The important thing is that outbound firewall rules are necessary as there are some devices that will still try to reach out to google dns or other external resolvers in spite of what you may tell your devices either via static or dhcp. Permit outbound tcp/udp 53 only from the pihole servers, and deny all other outbound tcp/udp 53. You'll be surprised at how much of that traffic was going on. Chromecast and Roku are big on trying to use 8.8.8.8 in addition to whatever is locally provisioned, for example.

DNS over HTTPS (DoH) is another story. Gotta have layer 7 inspection to watch for that stuff.

@SecCon - saw your rant in the network thread... I've been doing network engineering since the late 80s, and I learned Cisco when all they had was CLI. Even when they introduced GUI, I found it had many limitations and that to do what I really wanted, I had to roll up the sleeves and get dirty.
 
  • Like
Reactions: itronin

SecCon

Member
May 26, 2022
60
15
8
what a crybaby afraid of a black screen which a blinking cursor. 99% of pihole is managed thru it's pretty GUI:
I despise CLI. Sure it is useful if you have no other option, but to me it's only UI wanting to be developed. Very 1984 and Orwellian.

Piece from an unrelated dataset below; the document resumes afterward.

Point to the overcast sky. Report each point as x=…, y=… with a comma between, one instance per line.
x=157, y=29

But thanks for those additional links.

@ccie4526 Appreciate your input, but I was never in network engineering. Nor should I need it.
 

BoredSysadmin

Not affiliated with Maxell
Mar 2, 2019
856
327
63
The important thing is that outbound firewall rules are necessary as there are some devices that will still try to reach out to google dns or other external resolvers in spite of what you may tell your devices either via static or dhcp. Permit outbound tcp/udp 53 only from the pihole servers, and deny all other outbound tcp/udp 53. You'll be surprised at how much of that traffic was going on. Chromecast and Roku are big on trying to use 8.8.8.8 in addition to whatever is locally provisioned, for example.

DNS over HTTPS (DoH) is another story. Gotta have layer 7 inspection to watch for that stuff.
agreed, this is why I posted an easy to follow guide on how to configure pfSense to restrict external DNS only from pihole above
 

LodeRunner

Active Member
Apr 27, 2019
430
180
43
I can't think of anything, other than updating PiHole and trying to do some of the encrypted DNS stuff that requires me to use the CLI. Install on a supported OS is braindead simple:
Code:
curl -sSL https://install.pi-hole.net | bash
Updating is also easy:
Code:
pihole -up
Pihole update can include the restarting the lighttpd process which would kill the update process if run via the UI.

If that's too 'Orwellian' then I don't really know what to say. GUI's have a hard time covering all the options enterprise level switches present, with the possible exception of wireless (looking at you, Cisco WLC command syntax). I have yet to encounter a GUI on an enterprise switch from Cisco, Juniper, Brocade, or HP, where I couldn't do the same thing faster, more easily, and more accurately, from the CLI.